The Internet was shutdown at 7:00pm. A few hours later—I learned about it the next day—CAB had been passed in the Rajya Sabha by 125 MPs (105 MPs had voted against it). At around 9:30pm, when we were taking dinner, the local administrator issued an announcement through loudspeaker that Golaghat town was placed under curfew from 10:00pm to 5:00am.

Assam newspapers reporting CAB protest
The newspapers of Assam carrying the front-page headlines about anti-CAB protests.

The next morning (Thursday) I went to the town to find the newspapers, but all the shops were closed. Then I went to the Bus Stand complex where one newspaper seller had just opened his shop.
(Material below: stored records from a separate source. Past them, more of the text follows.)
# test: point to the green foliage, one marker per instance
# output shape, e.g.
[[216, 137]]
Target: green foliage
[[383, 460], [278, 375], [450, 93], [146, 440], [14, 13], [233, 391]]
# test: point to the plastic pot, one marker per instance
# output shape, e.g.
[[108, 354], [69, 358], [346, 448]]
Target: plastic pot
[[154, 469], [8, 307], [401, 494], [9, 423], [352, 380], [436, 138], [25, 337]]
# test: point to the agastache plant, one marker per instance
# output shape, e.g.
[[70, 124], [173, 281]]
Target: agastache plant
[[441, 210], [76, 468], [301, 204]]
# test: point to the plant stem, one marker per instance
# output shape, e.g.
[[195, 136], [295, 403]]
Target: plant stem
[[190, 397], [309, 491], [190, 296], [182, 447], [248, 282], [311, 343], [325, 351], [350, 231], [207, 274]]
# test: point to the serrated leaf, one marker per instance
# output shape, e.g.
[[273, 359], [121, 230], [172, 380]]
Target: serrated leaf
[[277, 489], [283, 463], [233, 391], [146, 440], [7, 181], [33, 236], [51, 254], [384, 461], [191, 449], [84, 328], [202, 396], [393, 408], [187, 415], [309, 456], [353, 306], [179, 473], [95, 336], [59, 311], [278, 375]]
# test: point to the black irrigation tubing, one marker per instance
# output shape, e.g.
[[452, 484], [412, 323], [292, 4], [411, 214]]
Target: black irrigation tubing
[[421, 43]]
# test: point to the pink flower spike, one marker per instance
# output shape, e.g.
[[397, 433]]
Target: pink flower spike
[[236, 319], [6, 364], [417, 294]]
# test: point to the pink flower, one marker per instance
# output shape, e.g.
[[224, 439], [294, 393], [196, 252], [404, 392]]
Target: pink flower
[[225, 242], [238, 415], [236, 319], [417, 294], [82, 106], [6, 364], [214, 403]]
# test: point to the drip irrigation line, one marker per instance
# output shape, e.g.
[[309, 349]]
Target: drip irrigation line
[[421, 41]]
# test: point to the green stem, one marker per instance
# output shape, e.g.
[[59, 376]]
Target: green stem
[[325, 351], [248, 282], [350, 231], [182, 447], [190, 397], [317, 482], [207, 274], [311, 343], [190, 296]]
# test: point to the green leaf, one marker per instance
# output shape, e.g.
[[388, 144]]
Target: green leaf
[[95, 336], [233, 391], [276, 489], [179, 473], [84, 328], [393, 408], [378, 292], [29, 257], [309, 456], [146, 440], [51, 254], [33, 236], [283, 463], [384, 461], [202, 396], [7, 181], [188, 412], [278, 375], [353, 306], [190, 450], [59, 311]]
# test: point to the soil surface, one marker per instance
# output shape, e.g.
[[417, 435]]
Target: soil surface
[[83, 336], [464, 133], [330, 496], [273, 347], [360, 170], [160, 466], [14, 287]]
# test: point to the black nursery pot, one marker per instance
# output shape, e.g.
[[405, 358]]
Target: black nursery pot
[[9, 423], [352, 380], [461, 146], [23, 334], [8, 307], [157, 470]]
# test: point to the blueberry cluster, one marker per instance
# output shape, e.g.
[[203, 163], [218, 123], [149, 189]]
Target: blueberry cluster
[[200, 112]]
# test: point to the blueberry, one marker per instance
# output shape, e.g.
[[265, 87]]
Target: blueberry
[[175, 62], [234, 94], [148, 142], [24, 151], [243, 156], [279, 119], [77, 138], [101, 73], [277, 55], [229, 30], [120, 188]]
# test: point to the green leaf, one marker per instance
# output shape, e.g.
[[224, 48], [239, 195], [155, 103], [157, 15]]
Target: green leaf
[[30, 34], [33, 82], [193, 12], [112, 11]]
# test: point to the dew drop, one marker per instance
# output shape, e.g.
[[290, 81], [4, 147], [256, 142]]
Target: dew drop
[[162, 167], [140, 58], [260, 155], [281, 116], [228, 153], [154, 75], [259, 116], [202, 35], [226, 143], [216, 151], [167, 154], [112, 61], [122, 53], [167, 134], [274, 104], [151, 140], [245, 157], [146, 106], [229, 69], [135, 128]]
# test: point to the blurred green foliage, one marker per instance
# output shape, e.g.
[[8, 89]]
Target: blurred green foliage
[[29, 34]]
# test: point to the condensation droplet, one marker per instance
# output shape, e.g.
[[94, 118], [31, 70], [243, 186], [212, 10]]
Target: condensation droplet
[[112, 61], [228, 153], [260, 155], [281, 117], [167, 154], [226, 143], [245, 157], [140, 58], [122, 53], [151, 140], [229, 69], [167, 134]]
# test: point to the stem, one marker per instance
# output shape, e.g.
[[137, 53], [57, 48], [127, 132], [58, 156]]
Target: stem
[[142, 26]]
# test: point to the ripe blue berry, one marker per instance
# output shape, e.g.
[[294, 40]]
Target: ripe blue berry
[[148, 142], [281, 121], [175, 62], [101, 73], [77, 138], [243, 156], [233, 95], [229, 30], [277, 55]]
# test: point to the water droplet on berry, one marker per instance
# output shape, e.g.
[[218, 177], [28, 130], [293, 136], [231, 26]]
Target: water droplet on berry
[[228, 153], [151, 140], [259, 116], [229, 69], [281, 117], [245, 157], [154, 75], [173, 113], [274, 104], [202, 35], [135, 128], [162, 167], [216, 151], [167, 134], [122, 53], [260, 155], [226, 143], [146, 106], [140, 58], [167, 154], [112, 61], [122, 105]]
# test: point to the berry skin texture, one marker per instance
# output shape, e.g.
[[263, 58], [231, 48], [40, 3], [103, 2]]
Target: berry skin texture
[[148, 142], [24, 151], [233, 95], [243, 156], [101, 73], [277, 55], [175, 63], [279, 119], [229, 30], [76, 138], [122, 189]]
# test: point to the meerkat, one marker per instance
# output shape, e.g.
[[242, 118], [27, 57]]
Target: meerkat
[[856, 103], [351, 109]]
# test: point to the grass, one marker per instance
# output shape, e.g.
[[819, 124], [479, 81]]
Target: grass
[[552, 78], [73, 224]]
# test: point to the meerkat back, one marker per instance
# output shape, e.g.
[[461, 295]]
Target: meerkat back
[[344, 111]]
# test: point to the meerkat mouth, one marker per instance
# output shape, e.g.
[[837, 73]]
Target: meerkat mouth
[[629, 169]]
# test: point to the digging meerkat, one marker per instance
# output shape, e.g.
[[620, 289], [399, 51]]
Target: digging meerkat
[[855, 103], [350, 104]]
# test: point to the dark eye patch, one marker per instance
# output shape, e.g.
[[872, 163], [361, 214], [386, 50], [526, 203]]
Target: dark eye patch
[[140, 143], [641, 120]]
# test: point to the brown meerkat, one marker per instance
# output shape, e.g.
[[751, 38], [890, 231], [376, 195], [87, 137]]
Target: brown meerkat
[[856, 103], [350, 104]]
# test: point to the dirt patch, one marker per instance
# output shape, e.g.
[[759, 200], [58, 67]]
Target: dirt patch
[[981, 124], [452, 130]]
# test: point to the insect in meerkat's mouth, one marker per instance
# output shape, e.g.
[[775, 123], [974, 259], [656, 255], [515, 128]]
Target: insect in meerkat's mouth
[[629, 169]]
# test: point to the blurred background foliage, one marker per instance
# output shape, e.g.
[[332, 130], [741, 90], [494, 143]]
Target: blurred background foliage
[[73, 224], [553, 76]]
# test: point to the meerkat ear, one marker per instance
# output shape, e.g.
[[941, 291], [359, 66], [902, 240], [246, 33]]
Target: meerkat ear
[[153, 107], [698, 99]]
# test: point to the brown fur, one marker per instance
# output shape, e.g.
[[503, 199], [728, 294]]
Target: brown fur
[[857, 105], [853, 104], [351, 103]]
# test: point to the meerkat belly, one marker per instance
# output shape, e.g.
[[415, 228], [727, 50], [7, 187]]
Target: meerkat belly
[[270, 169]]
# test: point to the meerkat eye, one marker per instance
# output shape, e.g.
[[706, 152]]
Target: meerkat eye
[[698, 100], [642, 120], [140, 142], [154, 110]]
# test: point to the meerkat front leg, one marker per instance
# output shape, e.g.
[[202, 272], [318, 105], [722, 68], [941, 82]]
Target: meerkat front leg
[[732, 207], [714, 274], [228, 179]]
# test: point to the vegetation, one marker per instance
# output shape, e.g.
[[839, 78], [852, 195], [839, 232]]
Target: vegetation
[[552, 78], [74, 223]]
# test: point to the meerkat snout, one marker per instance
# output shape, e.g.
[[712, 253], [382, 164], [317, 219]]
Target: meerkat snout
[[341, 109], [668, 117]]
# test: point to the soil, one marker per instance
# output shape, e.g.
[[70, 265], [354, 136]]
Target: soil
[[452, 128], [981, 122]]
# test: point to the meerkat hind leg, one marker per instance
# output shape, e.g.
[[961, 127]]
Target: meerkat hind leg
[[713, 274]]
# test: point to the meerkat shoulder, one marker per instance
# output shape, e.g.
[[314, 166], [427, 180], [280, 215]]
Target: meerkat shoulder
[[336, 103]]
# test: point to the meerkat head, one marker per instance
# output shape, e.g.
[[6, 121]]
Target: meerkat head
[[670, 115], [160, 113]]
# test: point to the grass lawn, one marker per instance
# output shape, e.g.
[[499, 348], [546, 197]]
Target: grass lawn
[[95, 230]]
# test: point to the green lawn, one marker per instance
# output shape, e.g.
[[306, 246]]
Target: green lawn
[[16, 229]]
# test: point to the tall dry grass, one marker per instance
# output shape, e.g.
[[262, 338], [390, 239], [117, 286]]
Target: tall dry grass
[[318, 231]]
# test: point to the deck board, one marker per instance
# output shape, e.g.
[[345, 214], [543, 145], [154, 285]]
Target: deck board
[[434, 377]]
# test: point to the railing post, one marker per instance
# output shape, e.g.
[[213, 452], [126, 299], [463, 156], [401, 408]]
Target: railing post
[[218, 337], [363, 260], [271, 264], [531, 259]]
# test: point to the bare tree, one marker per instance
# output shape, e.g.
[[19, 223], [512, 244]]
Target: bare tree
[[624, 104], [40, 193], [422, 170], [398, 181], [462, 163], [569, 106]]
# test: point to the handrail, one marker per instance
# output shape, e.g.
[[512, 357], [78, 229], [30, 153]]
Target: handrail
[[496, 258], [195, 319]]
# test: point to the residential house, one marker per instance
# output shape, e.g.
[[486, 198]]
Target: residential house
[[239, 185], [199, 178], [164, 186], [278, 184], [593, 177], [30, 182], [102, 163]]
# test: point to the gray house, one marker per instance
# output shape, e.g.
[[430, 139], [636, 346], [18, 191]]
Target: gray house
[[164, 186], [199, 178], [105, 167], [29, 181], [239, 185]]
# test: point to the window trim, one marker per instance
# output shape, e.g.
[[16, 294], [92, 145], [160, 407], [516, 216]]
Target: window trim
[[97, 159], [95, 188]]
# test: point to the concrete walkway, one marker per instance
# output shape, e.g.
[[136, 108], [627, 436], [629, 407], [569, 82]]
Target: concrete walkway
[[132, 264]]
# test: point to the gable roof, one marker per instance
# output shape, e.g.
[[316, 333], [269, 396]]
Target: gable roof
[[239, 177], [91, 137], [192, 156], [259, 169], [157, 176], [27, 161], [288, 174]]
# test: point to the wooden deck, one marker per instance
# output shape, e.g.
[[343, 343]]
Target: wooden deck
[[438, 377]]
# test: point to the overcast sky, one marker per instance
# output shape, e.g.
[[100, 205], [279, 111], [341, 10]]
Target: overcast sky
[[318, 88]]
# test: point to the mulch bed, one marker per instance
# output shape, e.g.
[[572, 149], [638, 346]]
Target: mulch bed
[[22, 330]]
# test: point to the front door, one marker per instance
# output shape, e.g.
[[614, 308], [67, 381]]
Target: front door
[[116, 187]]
I asked him for a newspaper and he quickly handed me a local newspaper which had just arrived from Jorhat. No newspapers were coming from Guwahati due to bandh, he told me. I bought a copy of the newspaper and gave a quick glance at the headlines: A large image of a burning bus was printed on the cover. The caption below it read: Angry protesters has burned an empty city bus in Guwahati. Below the image was printed in big letters: Curfew imposed in Guwahati. Flag marched by army.

On Thursday, three protesters (two of whom were minors) were shot in Guwahati, and two in Tripura, by police. After these brutal killings, the protest against CAB grew stronger than before. Crowds of people gathered on the streets and marched in large processions led by singers, artists, and students' leaders. Sarbananda Sonowal, the Chief Minister of Assam, was fiercely criticized for using guns to try to control unarmed protesters. Instead of using guns, why did Assam Police or Army not use rubber bullets or tear gas to disperse the protesters is still remain a mystery.

Meanwhile, Assam bandh was continued for the sixth consecutive day, and we were deeply feeling the brunt of it. We couldn't buy groceries or vegetables due to bandh. Although some shops opened at evening, they charged higher prices for potatoes, onions, vegetables and eggs. Petrol and alcohol were being illegally sold at twice their prices. However, from Saturday the situation had slowly started getting normal, and within the next two days bus and train services started. However, the mobile Internet service had not been restored, for which people couldn't pay their hospital or electric bills, check examination results or apply for job interview. At last—thanks to lawyers and resposible citizens of Assam—the Internet service was restored on Friday (20th December) after petitions were filed at Guwahati High Court.

On Thursday CAB became CAA or Citizenship Amendment Act after it had received approval from the President of India. Consequently, AASU and other organizations had to resort to bring cases against the act in the apex court. The hearing of the cases will be opened on 22nd January 2020.